America’s roads do need a massive overhaul. The highways and bridges were built decades ago are showing the wear and tear.
But a proposal in Congress to fund transportation improvements with a 45 percent increase in the gasoline tax (another 15 cents a gallon bringing the total to 33.4 cents) is poorly timed.
One of the reasons the nation’s economic recovery seems to be occurring at a glacial pace is because the price of gasoline has bounced between $3 and $4 per gallon for years. (Usually closer to $4 than $3.) Filling up a car, truck or SUV is usually over $70 and often over $100.
Many families are easily spending $500 or more a month on fuel, which means there’s less money to spend elsewhere. This is occuring as Big Oil — BP, Chevron, ConocoPhillips, ExxonMobil and Shell — are making record profits. Big Oil reported $23 billion in combined profits for the third quarter of 2013. This isn’t an aberration. ExxonMobil’s profit alone in 2012 was $44.9 billion, just $300 million short of breaking the record for the highest annual corporate profit (set by, no surprise, ExxonMobil in 2008).

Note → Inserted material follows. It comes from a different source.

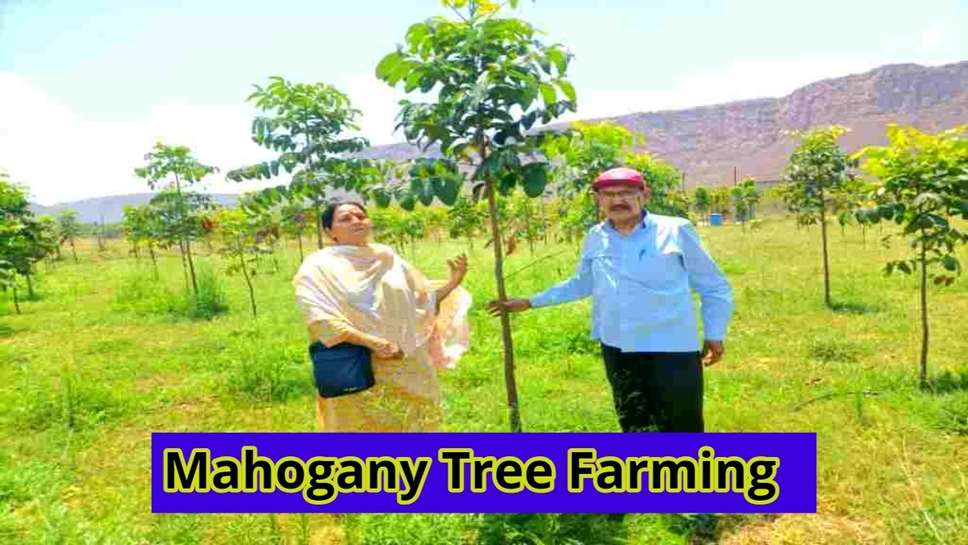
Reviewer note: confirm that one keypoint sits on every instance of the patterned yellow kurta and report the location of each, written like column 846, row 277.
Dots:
column 348, row 292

The proposed 15 cent a gallon tax was announced last week by U.S. Rep. Earl Blumenauer, D-Ore.
“Congress hasn’t dealt seriously with the funding issue for 20 years,” Blumenauer said. “With inflation and increased fuel efficiency, especially for some types of vehicles, there is no longer a good relationship between what road users pay and how much they benefit. The average motorist is paying about half as much per mile as they did in 1993.”
That’s true. However, when people are dropping hundreds of dollars a month on gasoline it is irrelevant to them what the tax rate was 20 years ago. What matters to them right now is that their paychecks are stretched thin by fuel costs.
Gasoline has become essential to our lives like water and electricity.
Meanwhile, the state of Washington is looking at raising its share of the gasoline tax (perhaps 10 cents a gallon) to fund road woes here.
The burden on American wage earners, most of whom have received meager (or no raises) for the past five years, would simply be too much given the current economic conditions.
The nation’s roads can’t be ignored, but neither can current economic realities. The timing is bad for a 45 percent increase in the federal gasoline tax.